There are more than 60,000 hemorrhagic deaths per year in the U.S., about half of which occur in the prehospital setting and are associated with trauma. Additionally, gastrointestinal bleeds, perioperative hemorrhage, fistula bleeds, variceal bleeds and obstetric bleeds are some of the causes of medical prehospital hemorrhage. Every year hemorrhagic deaths account for nearly 1.9 million deaths worldwide and most affect young people.

The military transfused nearly one million units of cold-stored whole blood in World War II, the Korean War and Vietnam War. Whole blood was the answer to the treatment of traumatic hemorrhagic shock. After the Vietnam War there was an effort to conserve blood and target specific deficiencies. This was accomplished by breaking blood down into its three components; red blood cells, plasma and platelets.

To this day, very few hospitals or blood centers carry whole blood. But the military and San Antonio, TX, Fire Department (SAFD) revived the process that worked most effectively on the battlefield. Stop the bleeding, if possible, and give the patient blood.
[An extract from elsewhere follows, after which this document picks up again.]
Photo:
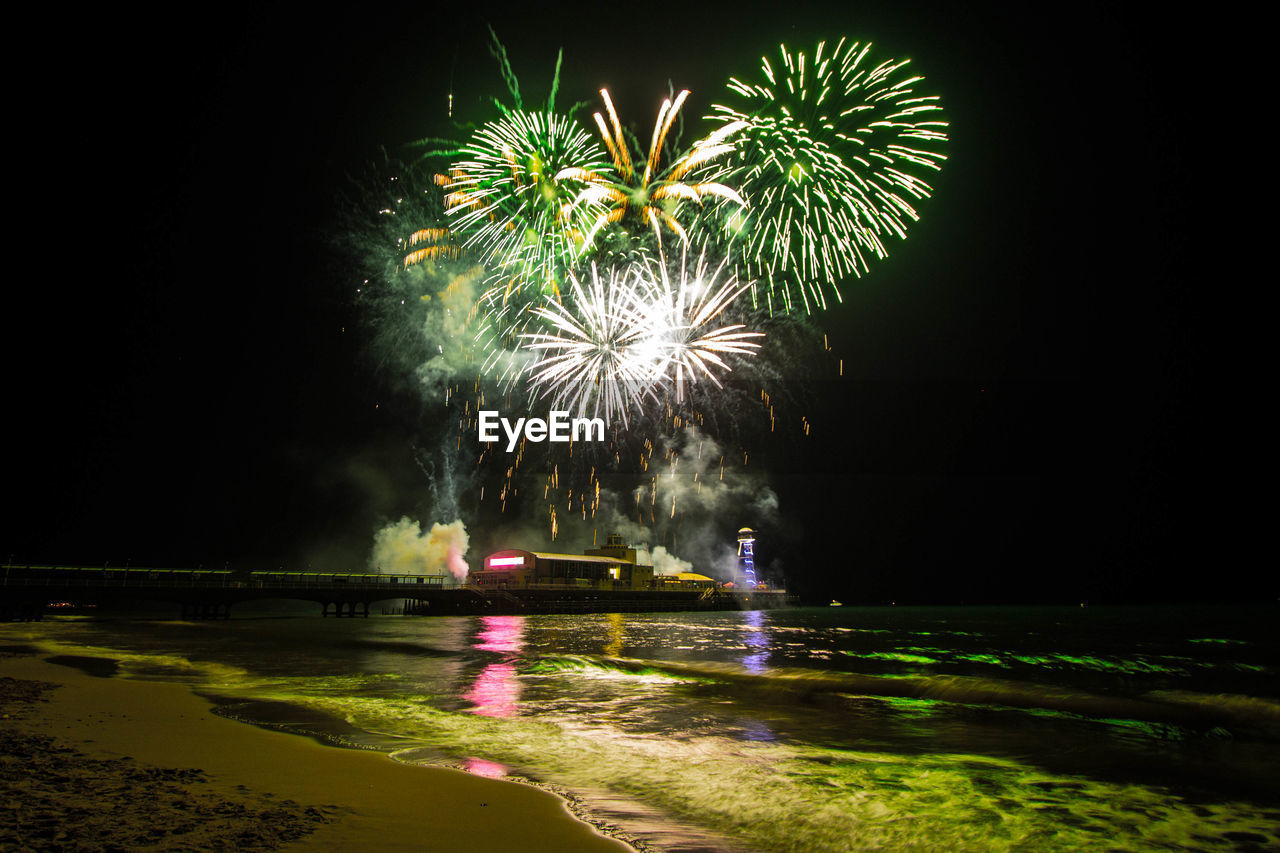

The birth of a whole blood program 

SAFD EMS and UT Health San Antonio Office of the Medical Director (OMD) employ the concepts of damage control resuscitation and point of injury care. These strategies include permissive hypotension, minimization of crystalloid resuscitation, control of hypothermia, prevention of acidosis and early use of a balanced blood-based resuscitation. Treating the patient’s hemorrhagic shock at point of injury, with whole blood, may be as important to patient outcome as surgical treatment.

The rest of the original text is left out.